Machine Learning

Since I am starting my next Master’s class today and I am still struggling with creating the Android applications I am going to just put up a short summary post.

School: I am starting 7641 Machine Learning. It has the same teachers that my summer class did and actually the last part of the class is a high level of the same topics. We will see if it was as hard as RL.

Blogs: Here are some blogs and other sort of things that I try and stay on top of:

Until life or a breakthrough in the Android app I will leave this blog as is.

Image Recognition w/ Tensor Flow

I am going to work through an easy example to get image recognition up and running using TensorFlow and an example from Google’s CodeLab. The idea is that you take all of the training from Google and then insert your images into the last layer of the NN. Unless you have 100M+ images to train on this is as good as you are going to get.

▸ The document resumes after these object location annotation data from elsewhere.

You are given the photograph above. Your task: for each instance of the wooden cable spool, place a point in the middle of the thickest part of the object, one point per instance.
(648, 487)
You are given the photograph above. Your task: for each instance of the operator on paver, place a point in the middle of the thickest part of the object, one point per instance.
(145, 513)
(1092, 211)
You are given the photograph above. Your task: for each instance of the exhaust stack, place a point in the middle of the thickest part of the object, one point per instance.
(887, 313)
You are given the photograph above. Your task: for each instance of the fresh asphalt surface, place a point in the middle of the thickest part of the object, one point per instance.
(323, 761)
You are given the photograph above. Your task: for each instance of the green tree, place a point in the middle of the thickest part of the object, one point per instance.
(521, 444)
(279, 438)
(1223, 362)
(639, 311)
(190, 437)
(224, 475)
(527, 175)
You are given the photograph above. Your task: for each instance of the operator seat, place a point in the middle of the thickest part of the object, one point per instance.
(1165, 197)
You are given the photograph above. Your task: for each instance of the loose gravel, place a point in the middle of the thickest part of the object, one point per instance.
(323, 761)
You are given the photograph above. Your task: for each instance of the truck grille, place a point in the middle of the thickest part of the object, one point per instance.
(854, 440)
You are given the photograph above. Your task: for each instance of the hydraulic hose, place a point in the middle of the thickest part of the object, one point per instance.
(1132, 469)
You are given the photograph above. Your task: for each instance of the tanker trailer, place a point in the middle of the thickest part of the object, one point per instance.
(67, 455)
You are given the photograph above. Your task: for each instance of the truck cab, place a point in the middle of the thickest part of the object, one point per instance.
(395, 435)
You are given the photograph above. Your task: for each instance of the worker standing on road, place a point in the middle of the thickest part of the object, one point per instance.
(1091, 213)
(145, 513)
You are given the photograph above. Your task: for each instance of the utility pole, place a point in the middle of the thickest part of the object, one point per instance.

To begin, I am running Windows 10 with Visual Studio 2017 using Anaconda 4.4.0.

To install TensorFlow on Windows start here.

Next, since I am going to northern Minnesota this week to go fishing I decided to change the flowers to pictures of fish. First, I created a folder called ‘fish’ in the root directory of my code. Under that I created “Muskellunge”, “Northern Pike”, and “Walleye” and filled them with pictures of those fish from Google.

Download the retrain scripts from here:

curl -O https://raw.githubusercontent.com/tensorflow/tensorflow/r1.1/tensorflow/examples/image_retraining/retrain.py

Start TensorBoard to see some pretty graphics:

python -m tensorflow.tensorboard --logdir training_summaries

Run the retrain script:

python retrain.py --bottleneck_dir=bottlenecks --how_many_training_steps=500 --model_dir=inception --summaries_dir=training_summariesbasics --output_graph=retrained_graph.pb --output_labels=retrained_labels.txt --image_dir=fish

This will take some time to run so go grab a drink.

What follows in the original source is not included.